Ok, to replicate the bug, just go to
https://github.com/KennethAdamMiller/ocaml-makefile where I'm updating the fork of ocamlmakefile in order to allow a target to compile for ocamljava. Once I update (I've committed, but haven't pushed yet, will within a matter of hours hours), you can clone or pull, and cd to the threads subdirectory, which is an example project that consumes the ocamlmakefile. Then just do
make jbc #or make java-byte-code
ex1 and ex2 crashe with uncaught under/overflow exception and some other overflow errors (not reliable); I think it's because the synchronization that is expressed in the ocaml code isn't very well followed at java's level; there seems to be some very great imbalance in thread scheduling (possibly slow signal handling). In java, there's a long pause where the output doesn't make it to the screen until the uncaught exception hits, when it does, the numbers being passed have a huge difference. In contrast, ocamlopt or ocamlc compiled code executes rather evenly, with each event receiving scheduler attention pretty much equally. That's my jest.
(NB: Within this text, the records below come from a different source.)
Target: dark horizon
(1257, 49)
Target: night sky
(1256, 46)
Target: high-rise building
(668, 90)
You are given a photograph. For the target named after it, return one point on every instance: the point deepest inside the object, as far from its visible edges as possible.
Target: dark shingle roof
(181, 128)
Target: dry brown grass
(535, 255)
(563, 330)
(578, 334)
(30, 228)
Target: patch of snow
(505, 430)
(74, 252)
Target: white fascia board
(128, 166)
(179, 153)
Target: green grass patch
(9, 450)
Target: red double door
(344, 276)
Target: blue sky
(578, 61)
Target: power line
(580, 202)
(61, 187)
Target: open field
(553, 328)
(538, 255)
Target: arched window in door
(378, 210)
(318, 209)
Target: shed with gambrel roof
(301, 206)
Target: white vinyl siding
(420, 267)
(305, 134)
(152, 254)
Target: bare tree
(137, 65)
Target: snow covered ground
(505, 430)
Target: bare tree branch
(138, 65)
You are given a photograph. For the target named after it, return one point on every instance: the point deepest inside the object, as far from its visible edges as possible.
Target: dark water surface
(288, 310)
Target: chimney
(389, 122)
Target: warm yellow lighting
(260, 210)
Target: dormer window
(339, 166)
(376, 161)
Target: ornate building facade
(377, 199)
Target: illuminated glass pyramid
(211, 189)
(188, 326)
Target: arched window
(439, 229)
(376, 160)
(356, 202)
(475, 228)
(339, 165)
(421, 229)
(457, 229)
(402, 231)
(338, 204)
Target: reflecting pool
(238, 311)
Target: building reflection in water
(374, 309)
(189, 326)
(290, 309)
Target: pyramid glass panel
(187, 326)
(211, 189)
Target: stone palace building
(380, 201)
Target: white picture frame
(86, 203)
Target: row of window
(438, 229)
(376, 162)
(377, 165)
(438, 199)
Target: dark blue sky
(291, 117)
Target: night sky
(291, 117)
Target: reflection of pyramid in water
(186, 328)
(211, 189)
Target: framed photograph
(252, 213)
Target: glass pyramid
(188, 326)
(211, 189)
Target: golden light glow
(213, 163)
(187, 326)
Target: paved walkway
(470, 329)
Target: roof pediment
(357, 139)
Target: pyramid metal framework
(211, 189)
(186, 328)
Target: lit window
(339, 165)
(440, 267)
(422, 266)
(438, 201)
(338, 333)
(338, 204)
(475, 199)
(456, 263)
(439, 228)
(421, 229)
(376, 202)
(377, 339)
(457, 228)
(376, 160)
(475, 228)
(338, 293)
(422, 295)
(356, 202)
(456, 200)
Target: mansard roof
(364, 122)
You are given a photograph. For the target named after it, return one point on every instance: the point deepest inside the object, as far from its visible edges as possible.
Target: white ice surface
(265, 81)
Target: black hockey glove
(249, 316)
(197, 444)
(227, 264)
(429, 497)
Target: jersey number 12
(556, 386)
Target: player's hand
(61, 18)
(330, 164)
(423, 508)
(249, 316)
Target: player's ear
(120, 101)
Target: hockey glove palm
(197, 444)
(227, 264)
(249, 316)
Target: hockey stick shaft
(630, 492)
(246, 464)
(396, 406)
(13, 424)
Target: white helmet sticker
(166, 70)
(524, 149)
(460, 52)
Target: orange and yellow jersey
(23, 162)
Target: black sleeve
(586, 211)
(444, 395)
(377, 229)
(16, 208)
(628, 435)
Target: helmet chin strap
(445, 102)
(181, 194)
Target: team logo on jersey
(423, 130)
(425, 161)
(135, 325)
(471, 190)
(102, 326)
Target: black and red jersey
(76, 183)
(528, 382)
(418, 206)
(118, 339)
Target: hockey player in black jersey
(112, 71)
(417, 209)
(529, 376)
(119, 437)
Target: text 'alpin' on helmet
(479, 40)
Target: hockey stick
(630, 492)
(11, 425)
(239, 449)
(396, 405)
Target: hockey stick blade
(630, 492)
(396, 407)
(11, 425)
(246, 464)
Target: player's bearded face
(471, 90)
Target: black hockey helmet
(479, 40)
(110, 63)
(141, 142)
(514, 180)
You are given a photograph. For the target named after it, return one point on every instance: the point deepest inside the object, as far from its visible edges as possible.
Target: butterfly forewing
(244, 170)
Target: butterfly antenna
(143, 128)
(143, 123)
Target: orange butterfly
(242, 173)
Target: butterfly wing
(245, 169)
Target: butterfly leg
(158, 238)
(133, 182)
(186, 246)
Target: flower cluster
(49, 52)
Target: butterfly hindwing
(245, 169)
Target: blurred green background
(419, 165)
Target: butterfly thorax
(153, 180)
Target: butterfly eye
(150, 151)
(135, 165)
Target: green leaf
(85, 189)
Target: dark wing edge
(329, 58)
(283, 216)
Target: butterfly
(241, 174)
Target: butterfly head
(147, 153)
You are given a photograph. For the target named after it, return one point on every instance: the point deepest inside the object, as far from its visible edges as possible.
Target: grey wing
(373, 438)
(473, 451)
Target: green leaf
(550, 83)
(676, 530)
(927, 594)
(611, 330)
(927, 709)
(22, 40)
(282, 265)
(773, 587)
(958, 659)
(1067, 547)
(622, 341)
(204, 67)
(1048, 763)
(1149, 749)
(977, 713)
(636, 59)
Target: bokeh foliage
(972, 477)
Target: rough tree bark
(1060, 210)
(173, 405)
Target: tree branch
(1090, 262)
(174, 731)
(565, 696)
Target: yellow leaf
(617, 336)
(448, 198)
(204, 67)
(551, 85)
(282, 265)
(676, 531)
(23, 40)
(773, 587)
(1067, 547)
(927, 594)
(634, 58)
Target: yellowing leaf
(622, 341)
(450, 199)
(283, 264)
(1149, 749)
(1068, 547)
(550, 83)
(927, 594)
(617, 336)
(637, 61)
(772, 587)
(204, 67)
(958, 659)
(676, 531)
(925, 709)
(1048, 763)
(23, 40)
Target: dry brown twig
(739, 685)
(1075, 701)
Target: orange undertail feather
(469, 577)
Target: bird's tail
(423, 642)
Agreed! I'd much much rather construct some method of automatic (or even just expedient manual intervention!) that offers ocaml -> C sublibrary : java -> C sublibrary support! I've already started down the path of ocamljava, and right now, even ocaml-RPC with protocol buffers looks like a long haul as well! ocamljava is just a much better solution.
Precisely! ocaml-ctypes is exactly what's being used by the library that I'm porting to call into C sub libraries. It would be really sweet if the ocamljava compiler could detect the ocaml-ctypes and generate these mappings automatically. This would eliminate a lot of error prone code, since C code tends to interpret data raw at some point... How might I got about writing this to boot? I'm moderately new to ocaml, lacking deep expertise in it, but I'm an aggressive learner. Please explain the best path forward, I want to create a robust and reusable solution.